Comp1 did not need any prior information and of course performed most poorly, whereas FateID and DPT has prior information of start and end cell population, which sounds to be quite like cheating. I liked that I can colour the cells with the cell info and see if the inferred trajectory really makes sense.


‘’’

library(tidyverse)

library(dynwrap)

library(dyno)

### be careful of matrix layout, row=cells, col=genes ###

counts_df<-t(as.matrix(fib@assays$RNA@counts[fib@assays$RNA@var.features, ]))

exp_df<-t(as.matrix(fib@assays$RNA@scale.data[fib@assays$RNA@var.features, ]))

dataset <- wrap_expression(id="fib",

counts = counts_df,

expression = exp_df

)

dataset<-add_grouping(dataset, data.frame(group_id=fib@meta.data$orig.ident, cell_id=rownames(fib@meta.data)))

dataset <- dataset %>% add_prior_information(groups_id= data.frame(group_id=fib@meta.data$orig.ident, cell_id=rownames(fib@meta.data)),

start_id = rownames(fib@meta.data)[fib@meta.data$orig.ident==c("MEF")],

end_id = rownames(fib@meta.data)[fib@meta.data$orig.ident%in%c("Neuron", "Myocyte")])

### model that did not require piror ###

model <- infer_trajectory(dataset, ti_comp1())

plot_dimred(model, color_cells = c("grouping"), grouping=grouping_id)+labs(title="Comp1")

grouping_id<-data.frame(group_id=fib@meta.data$orig.ident, cell_id=rownames(fib@meta.data))

fateID<-infer_trajectory(dataset, ti_fateid())

plot_dimred(fateID, color_cells = c("grouping"), grouping=grouping_id)+labs(title="FateID")

##Trying to compute distinct() for variables not found in the data:

## - `divergence_id`, `milestone_id`

paga<-infer_trajectory(dataset, ti_paga())

###PAGA did not compute any trajectory ###

dpt<-infer_trajectory(dataset, ti_dpt())

plot_dimred(dpt, color_cells = c("grouping"), grouping=grouping_id)+labs(title="DPT")

plot_heatmap(dpt, expression_source=exp_df)

‘’’



We can clearly see that the local grouping is more compact with the filtered data, but the overall trajectories are similar.
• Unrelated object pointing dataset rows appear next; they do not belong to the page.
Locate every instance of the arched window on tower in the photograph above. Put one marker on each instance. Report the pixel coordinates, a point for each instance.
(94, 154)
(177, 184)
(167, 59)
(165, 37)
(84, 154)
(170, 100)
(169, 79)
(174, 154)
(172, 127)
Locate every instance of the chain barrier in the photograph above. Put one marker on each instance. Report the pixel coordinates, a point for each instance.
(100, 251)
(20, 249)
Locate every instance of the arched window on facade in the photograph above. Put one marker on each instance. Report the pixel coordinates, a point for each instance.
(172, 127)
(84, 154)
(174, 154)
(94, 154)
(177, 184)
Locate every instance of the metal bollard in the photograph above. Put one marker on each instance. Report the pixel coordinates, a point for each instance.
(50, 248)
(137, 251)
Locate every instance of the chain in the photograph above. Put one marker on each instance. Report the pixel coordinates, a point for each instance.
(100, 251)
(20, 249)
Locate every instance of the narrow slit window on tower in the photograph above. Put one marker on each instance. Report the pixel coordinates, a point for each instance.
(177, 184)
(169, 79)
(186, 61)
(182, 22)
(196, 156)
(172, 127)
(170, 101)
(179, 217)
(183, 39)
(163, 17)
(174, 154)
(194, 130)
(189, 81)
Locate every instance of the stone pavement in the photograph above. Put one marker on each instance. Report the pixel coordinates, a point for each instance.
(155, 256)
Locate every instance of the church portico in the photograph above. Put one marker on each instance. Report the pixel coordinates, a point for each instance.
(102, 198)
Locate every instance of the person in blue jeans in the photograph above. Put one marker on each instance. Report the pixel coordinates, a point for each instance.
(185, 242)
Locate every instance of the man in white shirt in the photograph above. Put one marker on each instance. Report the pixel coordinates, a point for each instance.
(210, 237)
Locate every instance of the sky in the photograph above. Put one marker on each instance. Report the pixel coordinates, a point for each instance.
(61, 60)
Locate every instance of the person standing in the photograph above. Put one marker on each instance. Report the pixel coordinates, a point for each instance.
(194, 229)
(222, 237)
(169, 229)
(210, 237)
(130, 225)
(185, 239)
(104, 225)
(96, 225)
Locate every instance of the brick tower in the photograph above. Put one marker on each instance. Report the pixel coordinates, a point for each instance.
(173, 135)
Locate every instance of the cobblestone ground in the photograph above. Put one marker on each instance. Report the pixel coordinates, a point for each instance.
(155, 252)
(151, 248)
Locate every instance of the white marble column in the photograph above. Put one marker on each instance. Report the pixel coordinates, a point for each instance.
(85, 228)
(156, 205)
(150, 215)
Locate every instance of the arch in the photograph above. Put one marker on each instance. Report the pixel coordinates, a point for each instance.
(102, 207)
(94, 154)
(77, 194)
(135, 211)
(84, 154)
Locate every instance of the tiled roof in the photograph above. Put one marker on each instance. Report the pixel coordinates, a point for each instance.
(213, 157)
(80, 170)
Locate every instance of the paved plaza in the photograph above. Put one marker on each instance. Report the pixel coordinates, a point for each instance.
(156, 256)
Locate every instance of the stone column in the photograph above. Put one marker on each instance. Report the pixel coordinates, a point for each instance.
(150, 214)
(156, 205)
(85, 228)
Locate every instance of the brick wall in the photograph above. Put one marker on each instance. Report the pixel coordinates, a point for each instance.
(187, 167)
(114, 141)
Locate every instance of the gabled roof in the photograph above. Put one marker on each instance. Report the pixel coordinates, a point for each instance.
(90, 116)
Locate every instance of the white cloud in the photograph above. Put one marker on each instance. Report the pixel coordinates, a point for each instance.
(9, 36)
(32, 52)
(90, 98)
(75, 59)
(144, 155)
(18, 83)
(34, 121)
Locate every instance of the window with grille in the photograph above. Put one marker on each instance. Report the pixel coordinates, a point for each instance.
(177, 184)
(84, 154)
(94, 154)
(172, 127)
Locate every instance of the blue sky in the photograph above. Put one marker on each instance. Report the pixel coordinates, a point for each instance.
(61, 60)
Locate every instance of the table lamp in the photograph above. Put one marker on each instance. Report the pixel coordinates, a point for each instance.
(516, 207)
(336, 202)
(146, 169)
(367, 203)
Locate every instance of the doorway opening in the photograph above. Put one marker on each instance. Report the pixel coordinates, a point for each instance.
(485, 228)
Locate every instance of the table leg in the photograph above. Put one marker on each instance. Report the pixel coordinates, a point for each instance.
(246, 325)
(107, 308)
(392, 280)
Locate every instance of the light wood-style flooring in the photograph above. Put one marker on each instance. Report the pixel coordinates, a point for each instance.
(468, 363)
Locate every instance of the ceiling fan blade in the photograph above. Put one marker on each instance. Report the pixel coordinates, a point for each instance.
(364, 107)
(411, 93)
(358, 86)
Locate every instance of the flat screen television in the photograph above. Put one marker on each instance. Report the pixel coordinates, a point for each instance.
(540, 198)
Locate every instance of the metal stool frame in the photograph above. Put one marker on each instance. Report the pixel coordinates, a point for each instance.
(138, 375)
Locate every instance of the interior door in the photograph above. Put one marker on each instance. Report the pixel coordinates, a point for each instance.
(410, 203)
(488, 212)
Dyno has a set of function to identify important genes at a branch, a differentiation milestone, and for the overall structure.


‘’’

overall_feature_importances <- dynfeature::calculate_overall_feature_importance(dpt, expression_source=exp_df)

features <- overall_feature_importances %>%

top_n(40, importance) %>%

pull(feature_id)

‘’’


Although the top features did not cover all the milestone genes in the original paper Treutlein B. paper. We found nonetheless a few of them including Hmga2 and Ascl1. I have a feeling that if I could have get the normalised expression dataset from f-scLVM, maybe I can derive a more sensible list of significant genes.


Anyhow, I have to say that the dyno package is just really really awesome and I look forward to see the platform grow and expand. It would be cool that it will finally allow users to input their own parameters to make the package even more flexible.